🚨 LEG DAY & BACK DAY TUTORIAL
✅ Once a lifter establishes how much training volume is necessary to progress, and what training intensities are necessary to match their goals (strength or hypertrophy), figuring out how to distribute that training volume is next.
✅ A question that often comes up is where to place deadlifts? Placing it on leg day along with squats allows for more recovery time between lower body training sessions. Another benefit of this is that
back or pull days can be focused on pull-up or rowing movements that build a wider thicker back.
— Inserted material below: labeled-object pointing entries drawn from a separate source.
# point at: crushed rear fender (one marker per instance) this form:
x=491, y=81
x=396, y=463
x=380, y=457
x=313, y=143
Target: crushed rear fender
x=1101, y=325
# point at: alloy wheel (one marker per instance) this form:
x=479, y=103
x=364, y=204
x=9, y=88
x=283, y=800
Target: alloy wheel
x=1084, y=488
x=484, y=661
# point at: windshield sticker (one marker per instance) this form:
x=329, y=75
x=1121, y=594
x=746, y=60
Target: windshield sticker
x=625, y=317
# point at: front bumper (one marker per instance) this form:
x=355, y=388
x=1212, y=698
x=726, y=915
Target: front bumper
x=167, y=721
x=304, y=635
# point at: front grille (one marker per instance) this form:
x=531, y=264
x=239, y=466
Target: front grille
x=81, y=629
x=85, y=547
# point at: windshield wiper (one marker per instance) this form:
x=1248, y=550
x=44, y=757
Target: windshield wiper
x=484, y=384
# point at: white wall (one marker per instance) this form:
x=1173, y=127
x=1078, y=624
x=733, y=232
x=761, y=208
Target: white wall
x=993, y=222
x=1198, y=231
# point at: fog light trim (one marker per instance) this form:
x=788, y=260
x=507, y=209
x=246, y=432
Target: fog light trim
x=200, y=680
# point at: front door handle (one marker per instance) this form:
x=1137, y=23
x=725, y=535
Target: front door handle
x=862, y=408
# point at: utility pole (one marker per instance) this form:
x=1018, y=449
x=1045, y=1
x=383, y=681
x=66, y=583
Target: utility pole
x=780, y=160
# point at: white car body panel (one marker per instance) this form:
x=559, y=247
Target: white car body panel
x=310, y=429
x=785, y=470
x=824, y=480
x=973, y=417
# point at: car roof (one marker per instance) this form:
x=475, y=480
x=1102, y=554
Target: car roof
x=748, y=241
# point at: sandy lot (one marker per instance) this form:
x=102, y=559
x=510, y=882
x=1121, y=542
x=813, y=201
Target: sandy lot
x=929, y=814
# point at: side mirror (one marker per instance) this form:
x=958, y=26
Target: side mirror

✅ On the other hand, starting a back/pull session with deadlifts allows a lifter to perform the deadlift while being fresh, but leaves less recovery time for upcoming leg/lower body/squats.
✅ If a lifter is doing full-body training and squatting multiple times a week, doing deadlifts after one of the squat sessions is a good idea for the recovery time between sessions. On a push/pull/legs split, I personally enjoy deadlifts on a pull day. This should stay open to personal preferences experimentation.
✖️ GOAL: Build a bigger Back 💪
✖️ TIME: 60-70minutes ⏱
SESSION NOTES 👇🏻
✅ 90 seconds rest between sets.
✅ 1-2 Feeder sets (3-4 reps each set) before each exercise.
✅ Keep form strict. Limit momentum.
✅ Push to failure on your last working set.